宋美玄のママライフ実況中継
医療・健康・介護のコラム
実は珍しくない、お産で「あわや」
1歳7か月の息子がイヤイヤ期にさしかかっています。機嫌がいい時と悪い時の差が激しく、家じゅうが完全に振り回されています。機嫌が悪い時はご飯を全然食べず(本心は食べたいのに、へそを曲げてしまっている)、逆にテンションが上がり過ぎて、ぬいぐるみをお皿の上に載せたり、椅子の上で立ち上がったり、つかみ食べができないものまでつかんでぐちゃぐちゃにしたりして、ロクなことがありません。最近まで私たち親を振り回してきた5歳の娘が、今はしわ寄せを食って、我慢している様子。イヤイヤ期の息子、恐るべし、と思っています。
前回は、無痛 分娩 をはじめとするお産を安全に行うための医療体制についての意見を述べました。医療体制は、少しずつ変わっていくことはあっても短期間では抜本的に変わりません。現在の医療体制で、少しでも安全なお産が行われるには、医療スタッフ一人一人が、急変時に対処できるようスキルアップしていく必要があります。
私自身、担当していた分娩で「あわや」という事態に何度かぶつかりました。
妊娠中の子宮は血流量が多いため、出血が始まると、数分のうちにリットル単位で血を失ってしまいます。これを手当てするための血液製剤を準備している間に、妊婦さんの脈が触れなくなりました。舌が口の奥に引き込まれる舌根沈下が始まり、瞳孔も開くという、非常に危険な状態になりました。舌根沈下があると、気道が狭まり、呼吸困難や意識レベルの低下が始まります。この時は、全館放送で駆けつけてくれた病院中の医療スタッフに助けられました。
妊産婦は、さまざまな原因で急変や心肺停止を起こすことがあります。が、小規模の産院でこうした事態が起きても、駆けつけてくれる他科のドクターはいません。周産期の医療スタッフが適切な初期診療や蘇生を行えるかどうかが、患者さんの命に直結します。
「防ぎ得た周産期の死亡撲滅」「周産期医療に携わるすべての人に共通言語を」というコンセプトで、Perinatal Critical Care Course(PC3:ピーシーキューブ)という講習が始まりました。りんくう総合医療センター(大阪府泉佐野市)産婦人科の荻田和秀部長(大人気マンガ「コウノドリ」の主人公サクラ先生のモデルでもあります)がリーダーです。

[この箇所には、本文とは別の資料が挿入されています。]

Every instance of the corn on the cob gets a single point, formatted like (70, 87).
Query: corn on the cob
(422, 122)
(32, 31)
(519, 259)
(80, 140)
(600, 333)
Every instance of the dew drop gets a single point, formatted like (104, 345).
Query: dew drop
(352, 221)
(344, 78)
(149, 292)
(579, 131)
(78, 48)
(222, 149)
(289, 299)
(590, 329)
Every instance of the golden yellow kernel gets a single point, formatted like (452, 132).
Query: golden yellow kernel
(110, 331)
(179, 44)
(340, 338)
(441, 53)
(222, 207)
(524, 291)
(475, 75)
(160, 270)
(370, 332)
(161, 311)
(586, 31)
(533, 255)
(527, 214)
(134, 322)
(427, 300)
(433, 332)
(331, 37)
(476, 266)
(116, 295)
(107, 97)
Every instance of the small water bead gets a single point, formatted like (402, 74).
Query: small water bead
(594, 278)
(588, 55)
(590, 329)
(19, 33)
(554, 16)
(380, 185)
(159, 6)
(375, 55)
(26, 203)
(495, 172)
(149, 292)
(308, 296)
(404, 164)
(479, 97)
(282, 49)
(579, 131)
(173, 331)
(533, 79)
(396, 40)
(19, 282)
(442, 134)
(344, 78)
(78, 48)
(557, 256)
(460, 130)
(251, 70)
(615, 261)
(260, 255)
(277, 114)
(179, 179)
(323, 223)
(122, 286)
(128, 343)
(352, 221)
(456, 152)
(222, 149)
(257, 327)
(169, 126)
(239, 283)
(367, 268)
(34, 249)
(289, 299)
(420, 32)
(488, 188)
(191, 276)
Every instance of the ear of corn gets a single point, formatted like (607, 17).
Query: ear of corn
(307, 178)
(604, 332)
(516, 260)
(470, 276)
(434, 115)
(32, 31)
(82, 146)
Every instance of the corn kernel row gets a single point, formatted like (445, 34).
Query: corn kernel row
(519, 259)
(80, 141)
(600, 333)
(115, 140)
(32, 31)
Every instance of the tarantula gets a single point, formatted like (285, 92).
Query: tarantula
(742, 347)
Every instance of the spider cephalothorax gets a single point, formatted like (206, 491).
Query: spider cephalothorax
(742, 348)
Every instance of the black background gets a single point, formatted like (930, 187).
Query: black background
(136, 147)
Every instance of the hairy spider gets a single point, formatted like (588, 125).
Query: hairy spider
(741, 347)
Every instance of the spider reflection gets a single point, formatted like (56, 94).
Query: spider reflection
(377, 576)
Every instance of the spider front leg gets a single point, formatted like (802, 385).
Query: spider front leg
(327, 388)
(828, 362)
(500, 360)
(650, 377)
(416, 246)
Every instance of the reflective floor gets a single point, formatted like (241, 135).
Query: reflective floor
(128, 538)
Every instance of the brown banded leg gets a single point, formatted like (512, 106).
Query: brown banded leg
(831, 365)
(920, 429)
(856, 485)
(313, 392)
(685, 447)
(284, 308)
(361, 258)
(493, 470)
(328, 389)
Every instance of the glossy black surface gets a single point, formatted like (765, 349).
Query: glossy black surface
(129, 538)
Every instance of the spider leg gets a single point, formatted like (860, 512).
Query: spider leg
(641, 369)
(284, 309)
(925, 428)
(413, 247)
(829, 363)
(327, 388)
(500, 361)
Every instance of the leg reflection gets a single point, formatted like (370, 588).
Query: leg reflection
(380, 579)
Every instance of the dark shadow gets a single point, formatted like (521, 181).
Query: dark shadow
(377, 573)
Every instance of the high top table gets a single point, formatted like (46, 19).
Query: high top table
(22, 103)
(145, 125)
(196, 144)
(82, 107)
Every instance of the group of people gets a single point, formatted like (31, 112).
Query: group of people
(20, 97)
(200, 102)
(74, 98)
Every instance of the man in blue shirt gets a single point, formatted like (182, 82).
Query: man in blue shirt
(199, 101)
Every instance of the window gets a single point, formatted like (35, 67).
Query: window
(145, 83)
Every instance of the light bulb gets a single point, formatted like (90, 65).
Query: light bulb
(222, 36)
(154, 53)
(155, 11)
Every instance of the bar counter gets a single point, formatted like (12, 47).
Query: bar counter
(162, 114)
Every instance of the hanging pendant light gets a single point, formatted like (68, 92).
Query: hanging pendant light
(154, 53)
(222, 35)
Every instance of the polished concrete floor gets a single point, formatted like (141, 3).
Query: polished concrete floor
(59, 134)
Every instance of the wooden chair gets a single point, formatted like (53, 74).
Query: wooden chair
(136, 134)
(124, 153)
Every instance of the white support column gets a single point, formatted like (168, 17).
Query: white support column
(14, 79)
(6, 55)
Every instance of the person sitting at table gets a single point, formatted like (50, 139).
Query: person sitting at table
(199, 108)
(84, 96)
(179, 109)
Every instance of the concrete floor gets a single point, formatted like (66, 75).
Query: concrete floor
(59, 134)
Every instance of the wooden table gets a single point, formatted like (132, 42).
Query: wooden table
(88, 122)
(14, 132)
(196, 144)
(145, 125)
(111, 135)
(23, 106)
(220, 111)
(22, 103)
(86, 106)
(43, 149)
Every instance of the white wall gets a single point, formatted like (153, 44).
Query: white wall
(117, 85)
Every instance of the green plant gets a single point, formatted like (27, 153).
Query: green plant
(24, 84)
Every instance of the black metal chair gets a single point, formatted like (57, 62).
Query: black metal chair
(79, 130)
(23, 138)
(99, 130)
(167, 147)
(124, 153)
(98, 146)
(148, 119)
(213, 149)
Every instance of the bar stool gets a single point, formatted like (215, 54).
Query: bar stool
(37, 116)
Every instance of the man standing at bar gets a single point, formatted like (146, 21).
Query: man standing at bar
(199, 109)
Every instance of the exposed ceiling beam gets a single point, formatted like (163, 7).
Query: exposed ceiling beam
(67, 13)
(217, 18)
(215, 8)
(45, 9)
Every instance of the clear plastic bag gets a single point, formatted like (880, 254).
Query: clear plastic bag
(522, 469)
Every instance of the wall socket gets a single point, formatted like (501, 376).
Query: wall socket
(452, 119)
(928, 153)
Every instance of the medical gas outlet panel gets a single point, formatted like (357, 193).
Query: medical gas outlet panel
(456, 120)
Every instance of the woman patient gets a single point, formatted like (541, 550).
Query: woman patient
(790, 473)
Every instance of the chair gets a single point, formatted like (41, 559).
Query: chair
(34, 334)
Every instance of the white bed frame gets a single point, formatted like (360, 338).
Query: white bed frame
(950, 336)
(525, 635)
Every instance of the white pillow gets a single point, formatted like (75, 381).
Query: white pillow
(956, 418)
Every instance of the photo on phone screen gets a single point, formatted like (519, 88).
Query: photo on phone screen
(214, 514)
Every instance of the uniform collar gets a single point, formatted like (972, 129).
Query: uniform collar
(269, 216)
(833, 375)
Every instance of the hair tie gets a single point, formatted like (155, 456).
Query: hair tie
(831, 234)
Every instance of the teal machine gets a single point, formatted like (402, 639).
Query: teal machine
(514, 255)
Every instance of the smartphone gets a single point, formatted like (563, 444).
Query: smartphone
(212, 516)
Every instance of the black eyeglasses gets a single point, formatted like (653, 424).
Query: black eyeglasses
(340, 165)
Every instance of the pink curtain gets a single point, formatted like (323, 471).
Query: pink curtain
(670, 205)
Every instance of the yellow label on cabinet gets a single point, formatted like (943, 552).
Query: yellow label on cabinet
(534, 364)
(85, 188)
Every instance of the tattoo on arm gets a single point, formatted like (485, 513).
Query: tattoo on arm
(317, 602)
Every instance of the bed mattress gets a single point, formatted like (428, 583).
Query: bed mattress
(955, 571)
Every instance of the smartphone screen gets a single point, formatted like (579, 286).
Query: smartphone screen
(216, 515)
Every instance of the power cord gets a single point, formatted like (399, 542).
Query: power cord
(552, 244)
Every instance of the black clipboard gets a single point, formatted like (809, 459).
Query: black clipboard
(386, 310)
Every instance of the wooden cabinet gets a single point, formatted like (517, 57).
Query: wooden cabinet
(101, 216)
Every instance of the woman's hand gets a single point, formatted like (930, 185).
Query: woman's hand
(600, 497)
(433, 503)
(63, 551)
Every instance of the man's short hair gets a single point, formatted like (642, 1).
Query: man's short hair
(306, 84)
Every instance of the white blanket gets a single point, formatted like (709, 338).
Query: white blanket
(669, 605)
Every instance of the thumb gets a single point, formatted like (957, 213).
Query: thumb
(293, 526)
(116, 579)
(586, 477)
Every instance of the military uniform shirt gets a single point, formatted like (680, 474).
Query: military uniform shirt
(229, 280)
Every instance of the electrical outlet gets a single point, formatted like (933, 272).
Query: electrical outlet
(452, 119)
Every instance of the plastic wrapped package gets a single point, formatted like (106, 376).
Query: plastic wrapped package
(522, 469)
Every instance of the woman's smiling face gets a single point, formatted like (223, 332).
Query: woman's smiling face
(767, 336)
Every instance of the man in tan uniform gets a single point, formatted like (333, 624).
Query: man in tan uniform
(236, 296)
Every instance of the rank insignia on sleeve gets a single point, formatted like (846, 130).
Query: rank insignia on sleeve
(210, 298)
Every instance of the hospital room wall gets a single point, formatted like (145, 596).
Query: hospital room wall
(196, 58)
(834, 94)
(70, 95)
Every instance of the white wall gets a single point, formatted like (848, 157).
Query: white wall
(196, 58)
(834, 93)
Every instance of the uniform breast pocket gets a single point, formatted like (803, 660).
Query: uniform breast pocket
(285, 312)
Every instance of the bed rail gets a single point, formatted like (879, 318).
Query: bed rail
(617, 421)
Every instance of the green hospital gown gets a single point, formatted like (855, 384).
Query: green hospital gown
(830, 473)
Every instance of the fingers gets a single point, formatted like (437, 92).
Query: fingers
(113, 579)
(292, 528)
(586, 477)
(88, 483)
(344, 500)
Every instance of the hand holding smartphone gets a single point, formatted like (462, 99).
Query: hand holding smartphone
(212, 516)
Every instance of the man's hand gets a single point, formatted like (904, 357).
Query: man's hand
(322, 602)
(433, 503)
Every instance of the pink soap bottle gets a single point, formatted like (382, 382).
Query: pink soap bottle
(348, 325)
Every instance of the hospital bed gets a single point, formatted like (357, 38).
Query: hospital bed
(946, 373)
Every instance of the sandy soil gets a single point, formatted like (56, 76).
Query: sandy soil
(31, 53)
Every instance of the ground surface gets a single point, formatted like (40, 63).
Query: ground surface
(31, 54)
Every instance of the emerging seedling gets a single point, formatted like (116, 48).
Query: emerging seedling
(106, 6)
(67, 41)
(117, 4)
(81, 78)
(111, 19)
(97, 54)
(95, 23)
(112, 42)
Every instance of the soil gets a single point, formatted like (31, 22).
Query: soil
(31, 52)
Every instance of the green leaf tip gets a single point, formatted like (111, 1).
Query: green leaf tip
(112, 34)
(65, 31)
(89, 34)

私も少し見学しました。救命救急の医師の指導もあり、急変時に必要な技術や知識、考え方を実地で学べる素晴らしい講習会でした。今ある医療体制で、救える命を一人でも多く救いたいとの思いからの活動は、とても意義深いものだと思います。このほかにも、全国でいろいろな活動が行われているでしょう。
周産期医療の現場に、母体を救える能力の高い医師が増えて、防ぎ得た妊産婦と赤ちゃんの死亡が一人でもなくなるよう願っています。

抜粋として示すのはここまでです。